The five-day New Year holiday, known as Thingyan, began on Tuesday but pro-democracy activists cancelled the usual festivities to focus on their opposition to the generals who seized power. Activists have planned different shows of defiance every day over the holiday, which ends on Saturday.
Small blasts have been going off in different places over recent days, with the latest two explosions in the central city of Monywa yesterday wounding one person, the Monywa Gazette reported. There have been no claims of responsibility.
An activist group, the Assistance Association for Political Prisoners, said that security forces have killed 710 protesters since the ousting of Ms Suu Kyi's government.
The United Nations human rights office said on Tuesday it feared that the military clampdown on the protests risked escalating into a civil conflict like that seen in Syria.
The United States and other Western countries have imposed limited sanctions focused on the military. South-east Asian neighbours have been encouraging talks between the Myanmar sides but without progress.
The US Ambassador to Myanmar, Mr Thomas Vajda, said in a New Year message he was aware that many people were making sacrifices and suffering for their beliefs and convictions in these "very difficult times".
"I'm deeply impressed with your courage and your commitment," said Mr Vajda. "Let me also reconfirm the commitment of my colleagues and I... to do all we can to support the people of Myanmar in your aspirations for genuine democracy, peace and freedom."

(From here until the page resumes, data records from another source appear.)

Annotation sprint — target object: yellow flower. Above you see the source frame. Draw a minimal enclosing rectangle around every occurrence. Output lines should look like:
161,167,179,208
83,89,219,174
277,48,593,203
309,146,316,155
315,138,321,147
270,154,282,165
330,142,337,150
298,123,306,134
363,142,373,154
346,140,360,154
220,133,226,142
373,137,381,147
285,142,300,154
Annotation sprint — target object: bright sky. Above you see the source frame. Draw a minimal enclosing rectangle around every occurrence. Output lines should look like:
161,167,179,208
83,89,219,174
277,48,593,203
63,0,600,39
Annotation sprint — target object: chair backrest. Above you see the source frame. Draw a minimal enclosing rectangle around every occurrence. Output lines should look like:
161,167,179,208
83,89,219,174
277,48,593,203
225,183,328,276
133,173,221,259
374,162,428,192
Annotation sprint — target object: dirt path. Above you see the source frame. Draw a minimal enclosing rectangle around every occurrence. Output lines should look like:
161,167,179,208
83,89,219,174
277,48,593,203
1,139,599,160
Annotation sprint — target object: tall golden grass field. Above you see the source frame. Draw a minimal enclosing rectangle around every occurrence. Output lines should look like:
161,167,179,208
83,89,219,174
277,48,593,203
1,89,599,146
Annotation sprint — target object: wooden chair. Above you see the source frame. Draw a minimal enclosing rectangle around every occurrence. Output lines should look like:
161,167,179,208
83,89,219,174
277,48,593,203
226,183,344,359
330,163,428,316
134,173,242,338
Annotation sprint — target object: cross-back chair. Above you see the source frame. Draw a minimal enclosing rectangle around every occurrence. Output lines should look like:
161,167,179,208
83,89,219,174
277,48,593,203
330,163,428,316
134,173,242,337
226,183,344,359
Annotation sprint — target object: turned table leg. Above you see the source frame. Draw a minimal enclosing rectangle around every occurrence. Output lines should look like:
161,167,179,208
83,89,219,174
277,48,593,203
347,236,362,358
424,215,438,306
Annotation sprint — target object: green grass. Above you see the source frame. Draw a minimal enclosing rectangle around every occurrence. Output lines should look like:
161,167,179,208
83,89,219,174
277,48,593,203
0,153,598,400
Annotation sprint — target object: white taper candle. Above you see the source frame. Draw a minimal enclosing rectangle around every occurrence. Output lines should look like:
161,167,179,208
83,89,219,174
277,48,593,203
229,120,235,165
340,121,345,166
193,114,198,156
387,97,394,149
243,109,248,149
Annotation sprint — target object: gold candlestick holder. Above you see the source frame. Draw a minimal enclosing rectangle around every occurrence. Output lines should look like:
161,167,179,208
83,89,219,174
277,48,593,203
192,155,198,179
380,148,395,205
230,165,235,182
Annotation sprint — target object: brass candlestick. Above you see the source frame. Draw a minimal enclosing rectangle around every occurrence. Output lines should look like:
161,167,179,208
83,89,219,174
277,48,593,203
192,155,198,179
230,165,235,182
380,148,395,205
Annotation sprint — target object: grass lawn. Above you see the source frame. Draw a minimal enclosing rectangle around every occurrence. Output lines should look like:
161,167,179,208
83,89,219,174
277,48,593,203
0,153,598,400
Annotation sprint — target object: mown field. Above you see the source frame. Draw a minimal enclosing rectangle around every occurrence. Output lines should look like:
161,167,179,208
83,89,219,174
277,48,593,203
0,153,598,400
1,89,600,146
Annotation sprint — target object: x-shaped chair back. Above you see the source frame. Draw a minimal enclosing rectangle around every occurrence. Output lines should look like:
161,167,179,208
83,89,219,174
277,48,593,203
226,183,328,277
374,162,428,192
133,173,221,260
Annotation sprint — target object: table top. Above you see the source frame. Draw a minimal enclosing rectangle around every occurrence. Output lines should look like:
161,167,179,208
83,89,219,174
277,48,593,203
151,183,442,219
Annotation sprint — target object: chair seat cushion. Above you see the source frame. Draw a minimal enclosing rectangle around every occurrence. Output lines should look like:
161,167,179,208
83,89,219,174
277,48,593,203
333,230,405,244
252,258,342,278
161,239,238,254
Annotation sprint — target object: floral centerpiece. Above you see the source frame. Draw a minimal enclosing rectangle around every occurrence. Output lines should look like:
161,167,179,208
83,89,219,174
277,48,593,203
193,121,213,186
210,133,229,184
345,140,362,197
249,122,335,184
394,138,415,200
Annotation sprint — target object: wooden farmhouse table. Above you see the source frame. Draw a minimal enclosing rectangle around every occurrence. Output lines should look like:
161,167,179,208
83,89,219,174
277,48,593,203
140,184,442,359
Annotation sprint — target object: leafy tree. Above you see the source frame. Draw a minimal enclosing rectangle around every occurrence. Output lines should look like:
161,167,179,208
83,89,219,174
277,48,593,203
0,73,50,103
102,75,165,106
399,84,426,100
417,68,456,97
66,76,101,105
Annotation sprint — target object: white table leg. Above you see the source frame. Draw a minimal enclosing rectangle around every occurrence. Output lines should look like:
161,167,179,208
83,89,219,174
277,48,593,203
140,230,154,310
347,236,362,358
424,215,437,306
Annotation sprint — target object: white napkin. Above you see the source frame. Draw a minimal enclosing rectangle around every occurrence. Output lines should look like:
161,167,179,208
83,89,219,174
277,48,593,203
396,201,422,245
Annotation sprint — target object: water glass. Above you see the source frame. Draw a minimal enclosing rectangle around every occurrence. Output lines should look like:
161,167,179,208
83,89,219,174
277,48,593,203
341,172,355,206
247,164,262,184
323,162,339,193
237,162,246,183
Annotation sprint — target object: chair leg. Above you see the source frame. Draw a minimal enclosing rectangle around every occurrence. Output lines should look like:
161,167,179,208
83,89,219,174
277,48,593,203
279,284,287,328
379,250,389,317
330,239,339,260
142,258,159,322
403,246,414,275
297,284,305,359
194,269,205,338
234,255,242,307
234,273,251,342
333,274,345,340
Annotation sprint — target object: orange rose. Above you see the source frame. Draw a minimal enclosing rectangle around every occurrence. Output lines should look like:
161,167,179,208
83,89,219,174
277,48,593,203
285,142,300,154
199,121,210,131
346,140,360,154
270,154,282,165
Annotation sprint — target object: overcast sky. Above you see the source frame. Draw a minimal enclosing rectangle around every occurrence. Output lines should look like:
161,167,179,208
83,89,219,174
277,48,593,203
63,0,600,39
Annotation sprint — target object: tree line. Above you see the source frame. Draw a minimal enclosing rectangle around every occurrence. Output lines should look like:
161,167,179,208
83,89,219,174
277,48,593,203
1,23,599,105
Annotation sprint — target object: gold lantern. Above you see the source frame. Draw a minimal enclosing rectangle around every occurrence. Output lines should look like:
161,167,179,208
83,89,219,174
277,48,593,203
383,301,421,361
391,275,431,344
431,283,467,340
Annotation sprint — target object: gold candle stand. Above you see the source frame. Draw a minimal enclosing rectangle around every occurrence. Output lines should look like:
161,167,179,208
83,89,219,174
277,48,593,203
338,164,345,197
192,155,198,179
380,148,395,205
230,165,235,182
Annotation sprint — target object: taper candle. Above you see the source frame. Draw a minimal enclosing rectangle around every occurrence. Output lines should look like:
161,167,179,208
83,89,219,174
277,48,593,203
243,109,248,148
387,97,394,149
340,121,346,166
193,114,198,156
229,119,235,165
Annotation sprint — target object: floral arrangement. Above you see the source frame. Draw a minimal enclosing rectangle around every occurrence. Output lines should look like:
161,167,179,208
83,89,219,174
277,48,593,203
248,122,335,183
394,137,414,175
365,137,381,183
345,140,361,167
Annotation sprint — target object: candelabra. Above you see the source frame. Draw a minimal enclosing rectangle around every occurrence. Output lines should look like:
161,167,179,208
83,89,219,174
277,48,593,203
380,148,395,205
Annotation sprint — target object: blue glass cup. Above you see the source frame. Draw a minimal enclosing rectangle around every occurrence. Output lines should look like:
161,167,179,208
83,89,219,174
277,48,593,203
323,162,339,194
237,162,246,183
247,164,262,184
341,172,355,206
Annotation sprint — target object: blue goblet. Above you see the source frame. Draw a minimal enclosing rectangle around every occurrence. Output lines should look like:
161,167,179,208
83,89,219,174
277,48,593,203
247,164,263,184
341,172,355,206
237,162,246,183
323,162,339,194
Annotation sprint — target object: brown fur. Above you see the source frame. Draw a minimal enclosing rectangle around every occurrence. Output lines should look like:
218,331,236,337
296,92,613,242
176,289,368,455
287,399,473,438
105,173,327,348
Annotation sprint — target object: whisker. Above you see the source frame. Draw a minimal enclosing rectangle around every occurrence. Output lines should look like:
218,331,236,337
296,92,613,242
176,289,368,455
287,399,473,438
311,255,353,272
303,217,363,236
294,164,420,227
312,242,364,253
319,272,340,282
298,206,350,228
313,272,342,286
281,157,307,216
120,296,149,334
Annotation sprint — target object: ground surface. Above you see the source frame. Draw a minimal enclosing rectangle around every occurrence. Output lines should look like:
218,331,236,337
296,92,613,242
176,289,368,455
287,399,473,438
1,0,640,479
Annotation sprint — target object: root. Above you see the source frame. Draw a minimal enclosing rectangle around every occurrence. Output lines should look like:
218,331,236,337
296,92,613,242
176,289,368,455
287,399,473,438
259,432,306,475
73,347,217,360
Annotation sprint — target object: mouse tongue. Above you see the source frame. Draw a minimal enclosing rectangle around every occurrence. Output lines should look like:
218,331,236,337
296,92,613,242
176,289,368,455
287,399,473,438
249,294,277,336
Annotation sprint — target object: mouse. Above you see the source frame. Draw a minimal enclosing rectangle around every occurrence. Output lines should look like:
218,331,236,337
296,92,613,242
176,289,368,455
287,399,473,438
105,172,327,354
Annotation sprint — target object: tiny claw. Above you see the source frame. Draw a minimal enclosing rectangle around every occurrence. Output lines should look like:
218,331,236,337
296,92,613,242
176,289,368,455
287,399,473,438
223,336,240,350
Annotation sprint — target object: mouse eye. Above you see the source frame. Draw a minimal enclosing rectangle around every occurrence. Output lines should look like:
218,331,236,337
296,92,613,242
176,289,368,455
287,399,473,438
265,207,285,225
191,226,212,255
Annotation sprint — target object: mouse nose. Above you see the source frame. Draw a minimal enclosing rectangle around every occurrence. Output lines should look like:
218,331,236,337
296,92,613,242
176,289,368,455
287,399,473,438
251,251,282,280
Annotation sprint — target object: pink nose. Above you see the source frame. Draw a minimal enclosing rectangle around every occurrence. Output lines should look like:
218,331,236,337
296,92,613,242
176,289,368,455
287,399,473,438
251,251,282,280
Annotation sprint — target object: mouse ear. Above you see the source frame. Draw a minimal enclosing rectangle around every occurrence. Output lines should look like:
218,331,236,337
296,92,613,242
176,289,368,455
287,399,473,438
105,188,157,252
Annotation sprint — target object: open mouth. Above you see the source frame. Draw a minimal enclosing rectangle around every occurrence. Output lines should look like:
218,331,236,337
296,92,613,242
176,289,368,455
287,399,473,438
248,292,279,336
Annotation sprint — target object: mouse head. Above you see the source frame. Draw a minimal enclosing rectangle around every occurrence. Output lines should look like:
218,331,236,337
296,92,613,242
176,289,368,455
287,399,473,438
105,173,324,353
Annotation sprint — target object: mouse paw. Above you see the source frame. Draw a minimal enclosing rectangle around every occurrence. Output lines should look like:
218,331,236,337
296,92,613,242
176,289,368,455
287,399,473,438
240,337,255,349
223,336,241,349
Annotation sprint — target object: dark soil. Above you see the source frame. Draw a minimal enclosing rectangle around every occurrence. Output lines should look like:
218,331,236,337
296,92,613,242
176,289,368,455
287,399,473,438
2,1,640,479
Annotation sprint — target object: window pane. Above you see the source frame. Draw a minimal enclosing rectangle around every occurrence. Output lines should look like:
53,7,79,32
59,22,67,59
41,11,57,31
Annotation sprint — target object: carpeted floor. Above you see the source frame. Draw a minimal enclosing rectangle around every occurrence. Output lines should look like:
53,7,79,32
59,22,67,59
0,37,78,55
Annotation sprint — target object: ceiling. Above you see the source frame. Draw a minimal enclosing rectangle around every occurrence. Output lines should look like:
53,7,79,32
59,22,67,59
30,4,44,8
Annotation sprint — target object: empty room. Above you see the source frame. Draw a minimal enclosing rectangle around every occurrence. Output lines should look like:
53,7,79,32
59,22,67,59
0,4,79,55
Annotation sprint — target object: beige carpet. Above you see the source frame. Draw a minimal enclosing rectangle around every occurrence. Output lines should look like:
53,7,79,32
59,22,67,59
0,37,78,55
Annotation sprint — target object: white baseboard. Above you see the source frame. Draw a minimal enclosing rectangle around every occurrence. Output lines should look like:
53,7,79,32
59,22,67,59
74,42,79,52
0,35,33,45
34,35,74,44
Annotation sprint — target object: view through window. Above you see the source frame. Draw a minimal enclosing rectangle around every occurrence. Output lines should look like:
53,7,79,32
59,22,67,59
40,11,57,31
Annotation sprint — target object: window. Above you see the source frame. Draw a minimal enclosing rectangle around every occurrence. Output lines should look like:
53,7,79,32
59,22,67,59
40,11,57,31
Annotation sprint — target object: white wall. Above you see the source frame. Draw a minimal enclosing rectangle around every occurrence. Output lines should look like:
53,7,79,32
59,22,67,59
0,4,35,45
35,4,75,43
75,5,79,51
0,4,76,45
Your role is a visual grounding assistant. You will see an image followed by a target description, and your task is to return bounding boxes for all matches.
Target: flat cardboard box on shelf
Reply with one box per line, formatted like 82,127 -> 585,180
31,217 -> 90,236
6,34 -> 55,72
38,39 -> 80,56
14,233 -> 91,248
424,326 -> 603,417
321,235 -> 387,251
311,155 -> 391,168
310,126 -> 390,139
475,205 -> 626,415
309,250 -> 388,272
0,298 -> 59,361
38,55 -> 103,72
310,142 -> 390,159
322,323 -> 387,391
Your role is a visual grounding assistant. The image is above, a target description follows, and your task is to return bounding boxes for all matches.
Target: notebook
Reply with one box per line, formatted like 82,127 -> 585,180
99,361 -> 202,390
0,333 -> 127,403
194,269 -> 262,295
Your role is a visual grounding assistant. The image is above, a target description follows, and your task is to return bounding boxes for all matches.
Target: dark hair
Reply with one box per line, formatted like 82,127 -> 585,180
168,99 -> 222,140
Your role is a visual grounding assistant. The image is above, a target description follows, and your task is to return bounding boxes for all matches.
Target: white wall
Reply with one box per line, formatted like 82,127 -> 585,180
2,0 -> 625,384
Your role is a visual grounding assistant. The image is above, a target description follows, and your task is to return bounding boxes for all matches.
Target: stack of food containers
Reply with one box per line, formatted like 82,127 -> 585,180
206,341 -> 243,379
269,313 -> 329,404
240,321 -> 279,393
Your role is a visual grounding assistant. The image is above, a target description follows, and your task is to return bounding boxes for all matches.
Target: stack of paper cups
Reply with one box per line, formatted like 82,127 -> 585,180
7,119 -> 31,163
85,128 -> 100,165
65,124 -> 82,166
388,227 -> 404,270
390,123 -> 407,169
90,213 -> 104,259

The European Union's foreign policy chief, Mr Josep Borrell, said this week that Russia and China, which have close ties with the military, were blocking a united response to the coup, including attempts to impose an arms embargo.
The UN Security Council has called for the release of Ms Suu Kyi and others, but stopped short of condemning the coup.
Meanwhile, government forces suffered heavy casualties in an assault on ethnic Kachin forces in the north this week, the Myanmar Now media group reported.